Solved

CData REST API connector loads incomplete data when paging is used


Userlevel 3
Badge +2

Issue: tables with paging stop loading while data is still incomplete


We have an execution package with loads data from AFAS GetConnectors. There are 7 Business Units in TX, each loading data from a separate AFAS implementation.
 

 

Per implementation AFAS supports up to 20 parallel connections. From this perspective the Max. Threads 10 should not be a problem.

AFAS uses paging with record offset for tables that are too big to load. 

All Business Units have a similar set of tables. I’ll use AfasIncluzio as an example, as this one has the most data.

This table is currently the only one loaded with paging

  • TX_Financiele_Mutaties

When we look at the execution log on package level, we can see that the Total Time varies per day:
 

 

The AFAS API is quite stable in terms of speed. Hence I can tell that all executions under 15 minutes did not load all data. Further investigation learned that this only happens on table Tx_Financiele_Mutaties, which is currently the only one with paging.

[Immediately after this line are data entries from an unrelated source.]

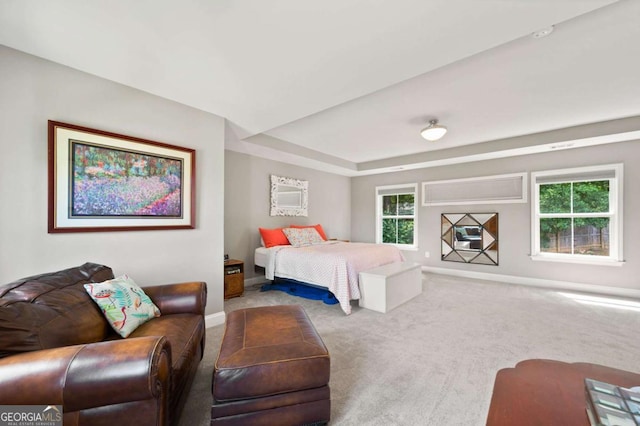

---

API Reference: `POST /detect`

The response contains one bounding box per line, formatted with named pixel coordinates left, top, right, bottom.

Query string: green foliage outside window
left=381, top=194, right=414, bottom=245
left=539, top=180, right=610, bottom=256
left=540, top=182, right=571, bottom=213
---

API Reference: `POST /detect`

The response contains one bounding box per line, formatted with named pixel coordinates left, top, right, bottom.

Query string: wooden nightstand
left=223, top=259, right=244, bottom=299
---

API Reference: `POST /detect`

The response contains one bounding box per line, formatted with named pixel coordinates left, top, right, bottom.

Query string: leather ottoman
left=211, top=305, right=331, bottom=425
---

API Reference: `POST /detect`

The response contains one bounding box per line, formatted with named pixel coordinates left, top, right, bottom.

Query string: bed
left=255, top=240, right=404, bottom=315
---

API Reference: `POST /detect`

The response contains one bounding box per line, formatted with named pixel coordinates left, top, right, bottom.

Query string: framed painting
left=48, top=121, right=196, bottom=233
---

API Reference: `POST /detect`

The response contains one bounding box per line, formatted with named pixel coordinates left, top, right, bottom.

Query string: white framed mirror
left=270, top=175, right=308, bottom=216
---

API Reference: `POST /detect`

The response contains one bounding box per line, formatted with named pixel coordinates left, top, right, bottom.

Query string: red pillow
left=259, top=227, right=290, bottom=248
left=290, top=224, right=328, bottom=241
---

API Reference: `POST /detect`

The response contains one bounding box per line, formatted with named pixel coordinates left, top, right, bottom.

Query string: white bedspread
left=264, top=241, right=404, bottom=315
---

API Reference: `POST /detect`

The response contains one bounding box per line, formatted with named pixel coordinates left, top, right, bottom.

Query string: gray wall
left=224, top=150, right=351, bottom=279
left=352, top=140, right=640, bottom=291
left=0, top=46, right=226, bottom=315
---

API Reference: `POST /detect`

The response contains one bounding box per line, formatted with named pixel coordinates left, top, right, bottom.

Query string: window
left=531, top=164, right=623, bottom=265
left=376, top=184, right=417, bottom=249
left=422, top=173, right=527, bottom=206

This is the Execution Overview of that particular table:
 

 

And the row count:
 

When I filter the log on this particular request, I see that the load just stops instead of requesting the next page.
 

Some findings during today’s tests

  • Table seems to finish correctly when its executed individually
  • Table sometimes finishes correctly during a normal load (10 threads)
  • Other tables that are loaded at once (no paging) are always loaded correctly
  • So far I haven’t been able to reproduce the error when I lowered the Max Threads in the TX package to 8. However, AFAS states that we can use up to 20 concurrent connections per implementation (we have 7)

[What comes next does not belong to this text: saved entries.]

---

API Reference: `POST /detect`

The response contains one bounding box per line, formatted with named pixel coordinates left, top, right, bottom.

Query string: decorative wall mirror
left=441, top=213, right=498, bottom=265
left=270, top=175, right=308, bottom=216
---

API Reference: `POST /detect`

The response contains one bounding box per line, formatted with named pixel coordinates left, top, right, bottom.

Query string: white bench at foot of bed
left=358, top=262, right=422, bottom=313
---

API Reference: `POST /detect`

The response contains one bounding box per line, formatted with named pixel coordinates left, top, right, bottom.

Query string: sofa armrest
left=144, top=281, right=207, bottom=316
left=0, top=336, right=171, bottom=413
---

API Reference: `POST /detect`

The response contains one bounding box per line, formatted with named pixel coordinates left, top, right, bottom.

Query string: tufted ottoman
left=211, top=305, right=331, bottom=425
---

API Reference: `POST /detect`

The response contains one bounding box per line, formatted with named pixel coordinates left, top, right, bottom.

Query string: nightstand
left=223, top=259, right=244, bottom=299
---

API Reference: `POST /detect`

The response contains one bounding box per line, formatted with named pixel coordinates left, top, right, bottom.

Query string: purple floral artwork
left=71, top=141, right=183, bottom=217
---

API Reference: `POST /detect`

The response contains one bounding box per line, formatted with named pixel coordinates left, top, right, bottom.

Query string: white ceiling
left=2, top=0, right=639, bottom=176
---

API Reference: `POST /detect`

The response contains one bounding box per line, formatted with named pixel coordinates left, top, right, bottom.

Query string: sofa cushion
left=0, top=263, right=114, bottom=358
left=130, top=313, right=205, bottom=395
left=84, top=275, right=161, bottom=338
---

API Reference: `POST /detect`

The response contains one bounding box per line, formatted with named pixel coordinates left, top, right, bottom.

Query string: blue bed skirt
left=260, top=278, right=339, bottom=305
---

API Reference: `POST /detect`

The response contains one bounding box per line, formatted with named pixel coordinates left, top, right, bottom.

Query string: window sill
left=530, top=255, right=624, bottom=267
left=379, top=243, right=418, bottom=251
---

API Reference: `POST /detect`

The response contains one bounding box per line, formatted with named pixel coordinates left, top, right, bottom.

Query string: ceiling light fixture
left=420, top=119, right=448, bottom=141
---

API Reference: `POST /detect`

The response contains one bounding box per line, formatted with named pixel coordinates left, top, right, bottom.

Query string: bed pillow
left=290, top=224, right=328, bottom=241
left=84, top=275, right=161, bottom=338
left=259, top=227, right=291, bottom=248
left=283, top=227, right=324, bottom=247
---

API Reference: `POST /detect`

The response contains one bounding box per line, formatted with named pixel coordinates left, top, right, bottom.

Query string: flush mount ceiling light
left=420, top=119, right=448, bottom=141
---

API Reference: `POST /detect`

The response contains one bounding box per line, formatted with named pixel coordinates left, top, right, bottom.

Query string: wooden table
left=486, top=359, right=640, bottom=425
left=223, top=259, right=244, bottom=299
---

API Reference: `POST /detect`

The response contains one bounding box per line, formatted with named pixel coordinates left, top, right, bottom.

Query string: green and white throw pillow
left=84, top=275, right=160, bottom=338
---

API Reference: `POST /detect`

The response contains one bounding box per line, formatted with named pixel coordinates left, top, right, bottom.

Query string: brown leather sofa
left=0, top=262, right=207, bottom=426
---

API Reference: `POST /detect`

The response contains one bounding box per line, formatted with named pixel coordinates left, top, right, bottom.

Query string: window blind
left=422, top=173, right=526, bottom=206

While lowering the Max Threads may be a workaround here, it is not an explanation for the behavior. Are there limits on concurrent CData connections? Are we overlooking something? Any other hypotheses?

We’re contacting AFAS as well, but their logging and support regarding issues is quite inaccessible.

I will send additional logging via DM.

Please also see legacy ticket 23426

Best regards,

Erik

 

TX version 20.10.39

CData REST API connector version 22.0.8423.0

icon

Best answer by erik.van.mastrigt 8 March 2023, 08:51

View original

10 replies

Userlevel 6
Badge +5

Hi Erik

Thanks for the log.

Just to be sure I understand.

If you created an execution where you used possibly 20 connections, without pagination, it would work fine, but once it does it does not add the correct amount of rows.

Userlevel 6
Badge +5

Hi Erik

To add to your findings, I have seen similar issues with the pagination setup. Here it was related to nested calls though and I am unsure if you use that.

Maybe it will behave as mixing nested calls and pagination when running many transfers at once and mixing that with pagination.

For that issue CData told me that my only option was to not do nested calls or use the old pagination method with a enum loop.

Userlevel 3
Badge +2

Hi Erik

Thanks for the log.

Just to be sure I understand.

If you created an execution where you used possibly 20 connections, without pagination, it would work fine, but once it does it does not add the correct amount of rows.

It sometimes does, it sometimes does not. See the image with the row count: each bar is a daily execution.

Without pagination I haven’t seen issues so far. We don’t use nested calls. I’ve sent you the RSD via email.

Userlevel 6
Badge +5

Hi Erik

That pagination sometimes do not work, should be a CData issue I will pass on your findings and see if they can come with a solution.

Userlevel 3
Badge +2

Update: we lowered the Max Threads to 6, but the issue persists. Last night it stopped at exactly 750.000 records while ca. 2,5 million are expected.

Userlevel 6
Badge +5

Thanks for the update.

Try to set the REST data source to one concurrent execution and see if it passes through.

I assume it will be slower still, but it should still attempt to execute all other tables in 6 threads.

If it works, try to increase the amount of concurrent threads until it does not work anymore.

Then I will pass it on to CData as well.

Userlevel 3
Badge +2

Hi Thomas,

I tested this but cannot reproduce the error while playing with the Max concurrent transfers.

What I did find out (so far, still testing if it goes well in our daily execution schema) is that the issue never occurs when I uncheck ‘Merge Steps’

 

The business units in this package have (among others) the same set of tables. So all of them have a table called ‘Tx_Financiele_Mutaties’. All tables ‘Tx_Financiele_Mutaties’ have pagination.

I noticed that if some of ‘Tx_Financiele_Mutaties’ are running concurrently, they all seem to stop around the same moment in time. Probably one of them is finished, but all of them seem to stop.

 

Per business unit the amount of records differs. ‘Tx_Financiele_Mutaties’ in business unit A has 2,6 million rows; in B 175K rows etc.

We’re currently monitoring the daily load where Merge Steps is unchecked.

Userlevel 6
Badge +5

Hi Erik

Thanks for doing this.
I would agree that what you see with the merge steps is the issue. Because if you set it to 1 in the data source like suggested and then has the same table across many BUs it will still try to run them at the same time.

Let me know how the daily load goes with this unchecked.

Userlevel 3
Badge +2

Hi Thomas,

We had a week without issues now. At this moment it’s quite assumable that the combination of Merge Steps and tables having the same name was the issue here. Solution is to uncheck the Merge Steps in the execution package.

Userlevel 3
Badge +2

A couple of analysis, also by CData later: the issue is that the RSD files used a different page size parameter. In cases like this, always use the same value for page size. 

CData:

In general. The HTTP pager stores the pagesize value in a static, which is probably triggering a race condition when that table is queried at the same time as another table with a different pagesize. [...] change the pagesize in the rsd to be 50k like the other scripts

 

Conclusion: when executing concurrent tables which use page sizing, always use the same page size value.

Reply